# When does 4G actually get turned on?



## gfro9191 (Jul 25, 2011)

4G is set to be 'switched on' in my area on Thursday.

Is there anything that I should prepare myself for in the coming days? Besides from the 3G drops...

And, what time does it get turned on? Midnight? 3 AM?

Thanks in advance.


----------



## DrPepperLives (Aug 2, 2011)

"gfro9191 said:


> 4G is set to be 'switched on' in my area on Thursday.
> 
> Is there anything that I should prepare myself for in the coming days? Besides from the 3G drops...
> 
> ...


Every area is different I think. My 4g showed up like 2 days before it was scheduled.


----------



## dvgb173 (Jun 8, 2011)

gfro9191 said:


> 4G is set to be 'switched on' in my area on Thursday.
> 
> Is there anything that I should prepare myself for in the coming days? Besides from the 3G drops...
> 
> ...


Prepare to charge your battery a LOT more often!
If you don't have one yet, this will convince you to buy an extended battery in a hurry.


----------



## gfro9191 (Jul 25, 2011)

DrPepperLives said:


> Every area is different I think. My 4g showed up like 2 days before it was scheduled.


Hmm. Still on 3G here.



dvgb173 said:


> Prepare to charge your battery a LOT more often!
> If you don't have one yet, this will convince you to buy an extended battery in a hurry.


Yeah, I've heard. Had an extended battery since a week after I got the phone. And that was the day after launch.


----------



## subsoniic (Jul 15, 2011)

it should be auto, one morning i woke up to 4G, now its 4G 99.5% of the time..happy camper here =]


----------



## loonatik78 (Jul 24, 2011)

dvgb173 said:


> Prepare to charge your battery a LOT more often!
> If you don't have one yet, this will convince you to buy an extended battery in a hurry.


Whatever. I hardly noticed. It's actually better in some areas. Not even remotely tempted to buy some massive battery.


----------



## sk3litor (Oct 3, 2011)

"loonatik78 said:


> Whatever. I hardly noticed. It's actually better in some areas. Not even remotely tempted to buy some massive battery.

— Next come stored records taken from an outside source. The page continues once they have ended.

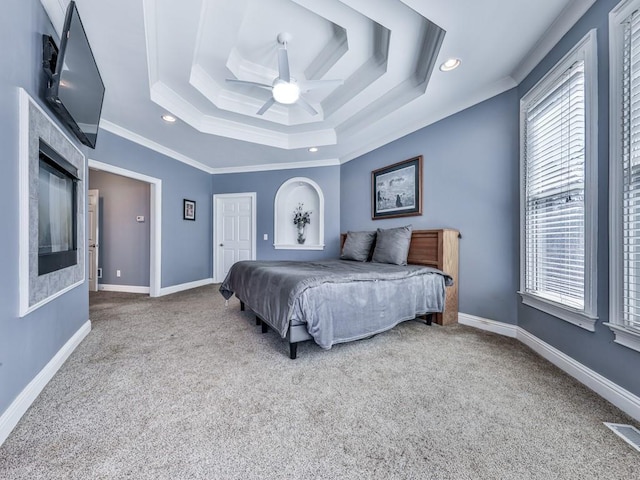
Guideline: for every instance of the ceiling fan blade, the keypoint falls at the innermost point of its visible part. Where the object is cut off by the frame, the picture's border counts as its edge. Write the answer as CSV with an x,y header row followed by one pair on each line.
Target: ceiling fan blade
x,y
283,64
315,84
246,83
307,106
266,106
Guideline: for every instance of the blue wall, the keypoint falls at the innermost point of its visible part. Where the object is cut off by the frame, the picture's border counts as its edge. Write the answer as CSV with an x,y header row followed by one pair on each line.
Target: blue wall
x,y
266,184
595,350
186,245
26,344
124,242
470,184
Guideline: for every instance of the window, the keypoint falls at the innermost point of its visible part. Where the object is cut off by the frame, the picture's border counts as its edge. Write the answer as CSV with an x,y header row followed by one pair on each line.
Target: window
x,y
559,189
624,314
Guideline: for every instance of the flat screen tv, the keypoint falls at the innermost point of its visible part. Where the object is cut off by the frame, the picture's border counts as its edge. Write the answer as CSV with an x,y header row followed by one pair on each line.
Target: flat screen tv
x,y
75,90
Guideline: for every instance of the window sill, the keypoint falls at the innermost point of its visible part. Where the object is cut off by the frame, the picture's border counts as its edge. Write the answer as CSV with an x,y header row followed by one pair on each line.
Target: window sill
x,y
625,337
573,316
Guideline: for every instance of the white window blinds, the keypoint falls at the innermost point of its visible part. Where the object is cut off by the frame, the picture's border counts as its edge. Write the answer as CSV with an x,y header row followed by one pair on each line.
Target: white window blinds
x,y
554,185
631,172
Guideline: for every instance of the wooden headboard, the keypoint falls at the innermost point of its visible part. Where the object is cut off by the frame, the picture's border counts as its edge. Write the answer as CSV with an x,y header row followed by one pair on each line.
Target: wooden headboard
x,y
438,249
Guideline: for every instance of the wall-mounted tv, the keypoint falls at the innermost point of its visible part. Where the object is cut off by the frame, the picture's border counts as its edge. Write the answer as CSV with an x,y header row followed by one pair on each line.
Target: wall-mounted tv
x,y
75,89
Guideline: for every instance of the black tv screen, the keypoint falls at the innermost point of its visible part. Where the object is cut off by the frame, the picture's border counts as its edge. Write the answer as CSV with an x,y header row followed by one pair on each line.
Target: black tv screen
x,y
75,89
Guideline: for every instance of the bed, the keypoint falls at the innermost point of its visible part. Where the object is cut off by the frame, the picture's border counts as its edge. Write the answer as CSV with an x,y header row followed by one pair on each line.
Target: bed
x,y
337,301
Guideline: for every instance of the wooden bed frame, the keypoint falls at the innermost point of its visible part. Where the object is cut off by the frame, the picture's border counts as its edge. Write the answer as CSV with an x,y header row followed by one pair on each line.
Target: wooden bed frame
x,y
431,248
437,249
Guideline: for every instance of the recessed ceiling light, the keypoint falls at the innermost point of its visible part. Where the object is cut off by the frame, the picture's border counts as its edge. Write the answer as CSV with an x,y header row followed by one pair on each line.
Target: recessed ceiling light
x,y
285,92
450,64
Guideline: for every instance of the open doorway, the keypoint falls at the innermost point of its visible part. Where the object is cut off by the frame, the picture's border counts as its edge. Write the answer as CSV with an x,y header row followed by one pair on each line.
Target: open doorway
x,y
128,220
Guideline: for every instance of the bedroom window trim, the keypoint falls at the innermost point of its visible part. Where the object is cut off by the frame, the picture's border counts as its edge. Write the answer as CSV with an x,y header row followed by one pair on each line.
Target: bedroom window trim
x,y
624,334
586,316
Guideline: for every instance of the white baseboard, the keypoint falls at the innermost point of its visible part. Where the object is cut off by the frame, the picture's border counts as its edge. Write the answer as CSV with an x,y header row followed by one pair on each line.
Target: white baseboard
x,y
500,328
621,398
185,286
122,288
23,401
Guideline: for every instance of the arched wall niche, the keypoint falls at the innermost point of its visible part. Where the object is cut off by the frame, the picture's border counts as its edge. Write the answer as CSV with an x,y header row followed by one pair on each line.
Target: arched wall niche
x,y
295,191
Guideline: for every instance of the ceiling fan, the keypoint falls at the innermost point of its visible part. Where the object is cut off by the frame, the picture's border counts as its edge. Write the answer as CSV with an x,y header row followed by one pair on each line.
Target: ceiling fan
x,y
285,89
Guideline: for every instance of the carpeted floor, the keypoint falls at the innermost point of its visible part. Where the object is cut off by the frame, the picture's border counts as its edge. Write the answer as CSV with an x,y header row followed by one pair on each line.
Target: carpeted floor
x,y
182,387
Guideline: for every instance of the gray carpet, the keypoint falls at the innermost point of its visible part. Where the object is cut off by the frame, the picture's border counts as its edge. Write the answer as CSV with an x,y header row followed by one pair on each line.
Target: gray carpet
x,y
183,387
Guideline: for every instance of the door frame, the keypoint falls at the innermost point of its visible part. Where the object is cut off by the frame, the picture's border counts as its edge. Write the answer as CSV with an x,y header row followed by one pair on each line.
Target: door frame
x,y
96,250
155,222
217,240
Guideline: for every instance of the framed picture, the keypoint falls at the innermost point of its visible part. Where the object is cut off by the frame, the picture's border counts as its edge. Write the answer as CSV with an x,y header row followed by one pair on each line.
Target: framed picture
x,y
396,190
189,209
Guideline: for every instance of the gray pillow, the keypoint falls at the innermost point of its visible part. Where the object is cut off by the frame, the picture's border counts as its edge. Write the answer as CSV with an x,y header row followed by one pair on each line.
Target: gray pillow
x,y
357,246
392,245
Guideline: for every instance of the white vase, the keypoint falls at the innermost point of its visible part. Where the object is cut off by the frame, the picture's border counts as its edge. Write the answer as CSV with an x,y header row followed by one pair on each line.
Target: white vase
x,y
301,233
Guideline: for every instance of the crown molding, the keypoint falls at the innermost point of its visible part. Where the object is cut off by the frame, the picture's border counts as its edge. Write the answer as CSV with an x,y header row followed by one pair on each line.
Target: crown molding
x,y
567,19
331,162
150,144
413,125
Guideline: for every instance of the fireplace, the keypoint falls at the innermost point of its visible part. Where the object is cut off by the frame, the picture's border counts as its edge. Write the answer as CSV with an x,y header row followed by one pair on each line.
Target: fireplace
x,y
57,208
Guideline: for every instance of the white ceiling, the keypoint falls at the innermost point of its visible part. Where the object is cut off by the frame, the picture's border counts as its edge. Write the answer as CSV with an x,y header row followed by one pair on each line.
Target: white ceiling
x,y
167,56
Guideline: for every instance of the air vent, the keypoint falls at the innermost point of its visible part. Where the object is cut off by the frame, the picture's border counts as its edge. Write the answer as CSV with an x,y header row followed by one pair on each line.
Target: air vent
x,y
629,434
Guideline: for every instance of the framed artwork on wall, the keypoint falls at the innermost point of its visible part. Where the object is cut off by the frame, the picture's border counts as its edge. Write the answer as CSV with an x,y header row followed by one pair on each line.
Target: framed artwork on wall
x,y
396,190
189,209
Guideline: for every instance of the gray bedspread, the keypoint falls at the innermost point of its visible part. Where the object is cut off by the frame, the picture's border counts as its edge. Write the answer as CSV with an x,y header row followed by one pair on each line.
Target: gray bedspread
x,y
378,295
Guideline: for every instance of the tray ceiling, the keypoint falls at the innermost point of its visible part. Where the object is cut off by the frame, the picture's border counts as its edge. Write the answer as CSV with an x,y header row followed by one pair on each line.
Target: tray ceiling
x,y
163,56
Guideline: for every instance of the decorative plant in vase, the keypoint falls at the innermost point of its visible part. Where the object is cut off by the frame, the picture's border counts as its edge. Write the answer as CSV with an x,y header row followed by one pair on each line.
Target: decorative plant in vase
x,y
301,219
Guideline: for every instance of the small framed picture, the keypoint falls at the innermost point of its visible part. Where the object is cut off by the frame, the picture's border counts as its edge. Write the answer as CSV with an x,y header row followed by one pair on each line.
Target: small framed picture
x,y
396,190
189,209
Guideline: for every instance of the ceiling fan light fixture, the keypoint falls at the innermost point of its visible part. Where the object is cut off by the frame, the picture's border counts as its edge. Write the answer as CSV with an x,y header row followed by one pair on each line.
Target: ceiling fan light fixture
x,y
285,92
450,64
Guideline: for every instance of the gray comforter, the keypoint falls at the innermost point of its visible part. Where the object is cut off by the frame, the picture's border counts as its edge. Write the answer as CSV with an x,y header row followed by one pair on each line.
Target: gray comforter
x,y
339,300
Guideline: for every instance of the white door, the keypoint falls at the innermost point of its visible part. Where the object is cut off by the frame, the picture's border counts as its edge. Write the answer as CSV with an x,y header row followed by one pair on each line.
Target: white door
x,y
234,236
93,239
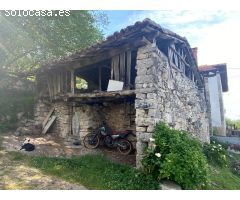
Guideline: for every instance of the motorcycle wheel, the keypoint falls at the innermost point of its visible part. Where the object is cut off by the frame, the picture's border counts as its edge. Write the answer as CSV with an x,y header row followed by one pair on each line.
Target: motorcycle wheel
x,y
91,141
124,146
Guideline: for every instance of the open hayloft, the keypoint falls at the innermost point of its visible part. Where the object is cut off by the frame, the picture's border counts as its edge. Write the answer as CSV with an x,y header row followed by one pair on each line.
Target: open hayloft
x,y
134,79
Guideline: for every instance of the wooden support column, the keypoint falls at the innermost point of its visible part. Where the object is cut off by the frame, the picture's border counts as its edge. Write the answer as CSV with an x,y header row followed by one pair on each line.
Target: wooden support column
x,y
100,78
128,73
73,82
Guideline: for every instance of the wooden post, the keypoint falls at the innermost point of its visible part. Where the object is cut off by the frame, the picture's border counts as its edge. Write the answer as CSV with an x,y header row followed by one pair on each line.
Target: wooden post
x,y
128,78
100,78
73,81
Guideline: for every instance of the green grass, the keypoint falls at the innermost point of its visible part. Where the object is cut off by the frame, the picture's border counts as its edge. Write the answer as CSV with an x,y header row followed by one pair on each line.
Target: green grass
x,y
223,179
92,171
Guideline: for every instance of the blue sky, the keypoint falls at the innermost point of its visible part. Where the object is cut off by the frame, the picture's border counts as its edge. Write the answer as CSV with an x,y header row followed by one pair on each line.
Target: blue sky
x,y
215,33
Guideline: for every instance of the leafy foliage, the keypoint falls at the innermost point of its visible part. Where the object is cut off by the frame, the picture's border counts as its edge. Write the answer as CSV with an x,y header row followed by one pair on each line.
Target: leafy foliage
x,y
27,41
232,122
177,157
215,154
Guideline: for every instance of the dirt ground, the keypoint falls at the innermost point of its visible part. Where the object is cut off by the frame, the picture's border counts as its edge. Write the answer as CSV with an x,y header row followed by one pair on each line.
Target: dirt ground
x,y
15,175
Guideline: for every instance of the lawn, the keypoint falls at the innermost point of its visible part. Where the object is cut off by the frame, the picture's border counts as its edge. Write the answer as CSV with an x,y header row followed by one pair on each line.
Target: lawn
x,y
98,172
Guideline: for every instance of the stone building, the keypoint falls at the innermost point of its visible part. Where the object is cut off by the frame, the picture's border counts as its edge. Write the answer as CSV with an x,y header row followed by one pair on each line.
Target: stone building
x,y
134,79
216,82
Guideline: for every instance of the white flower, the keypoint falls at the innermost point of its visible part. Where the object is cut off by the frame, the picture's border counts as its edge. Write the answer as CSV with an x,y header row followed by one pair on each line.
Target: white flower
x,y
158,155
151,139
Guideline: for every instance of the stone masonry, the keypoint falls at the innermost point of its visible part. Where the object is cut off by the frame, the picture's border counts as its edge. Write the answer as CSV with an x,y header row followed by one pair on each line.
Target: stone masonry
x,y
163,93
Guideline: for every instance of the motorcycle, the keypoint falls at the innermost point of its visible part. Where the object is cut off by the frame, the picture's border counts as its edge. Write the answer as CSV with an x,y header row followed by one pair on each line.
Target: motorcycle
x,y
111,139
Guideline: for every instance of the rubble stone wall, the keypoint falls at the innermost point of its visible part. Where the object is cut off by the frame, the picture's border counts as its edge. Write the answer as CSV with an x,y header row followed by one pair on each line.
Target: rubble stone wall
x,y
163,93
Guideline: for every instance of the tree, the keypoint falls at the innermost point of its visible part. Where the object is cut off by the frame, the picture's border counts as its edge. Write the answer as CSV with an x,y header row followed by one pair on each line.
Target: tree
x,y
28,41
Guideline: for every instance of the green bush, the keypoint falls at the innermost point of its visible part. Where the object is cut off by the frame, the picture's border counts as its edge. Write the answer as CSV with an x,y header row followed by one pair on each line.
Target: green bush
x,y
176,156
216,154
235,167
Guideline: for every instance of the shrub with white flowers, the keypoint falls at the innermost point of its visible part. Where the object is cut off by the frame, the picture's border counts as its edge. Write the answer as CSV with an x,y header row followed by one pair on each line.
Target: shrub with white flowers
x,y
175,156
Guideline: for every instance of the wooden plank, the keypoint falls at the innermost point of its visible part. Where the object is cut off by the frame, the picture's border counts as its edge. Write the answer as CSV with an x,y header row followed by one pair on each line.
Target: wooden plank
x,y
49,124
122,67
47,117
128,70
112,69
107,54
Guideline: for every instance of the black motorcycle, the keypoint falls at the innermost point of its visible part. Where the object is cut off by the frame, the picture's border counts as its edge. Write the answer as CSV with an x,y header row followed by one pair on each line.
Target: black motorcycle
x,y
111,139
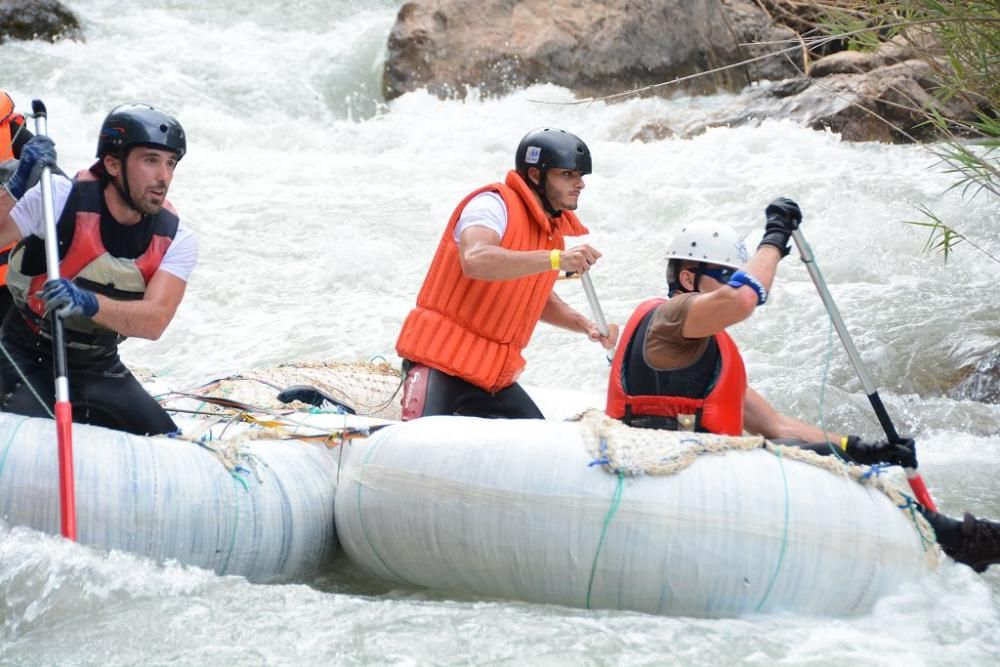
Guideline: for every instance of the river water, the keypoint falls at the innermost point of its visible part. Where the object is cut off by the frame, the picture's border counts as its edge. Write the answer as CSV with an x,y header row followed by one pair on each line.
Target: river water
x,y
318,207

Me either. I don't really understand. When I'm at work I actually...work. and when I'm on my way home I still have 80% battery left.


----------



## g00s3y (Jul 12, 2011)

4g gets turned on when you touch it in certain places :androidwink:


----------



## Brian (Jun 7, 2011)

For the Springfield, MA area, we had it on a couple of months before the official switch was turned on. It seemed that right after the tornado we had in June, they flipped it on and left us. The only difference is the coverage wasn't 100% until the official date (meaning range more than anything)


----------



## gfro9191 (Jul 25, 2011)

g00s3y said:


> 4g gets turned on when you touch it in certain places :androidwink:


Nice.



Brian said:


> For the Springfield, MA area, we had it on a couple of months before the official switch was turned on. It seemed that right after the tornado we had in June, they flipped it on and left us. The only difference is the coverage wasn't 100% until the official date (meaning range more than anything)


That's so weird to hear since I have only 3G right now and 4G launches tomorrow.


----------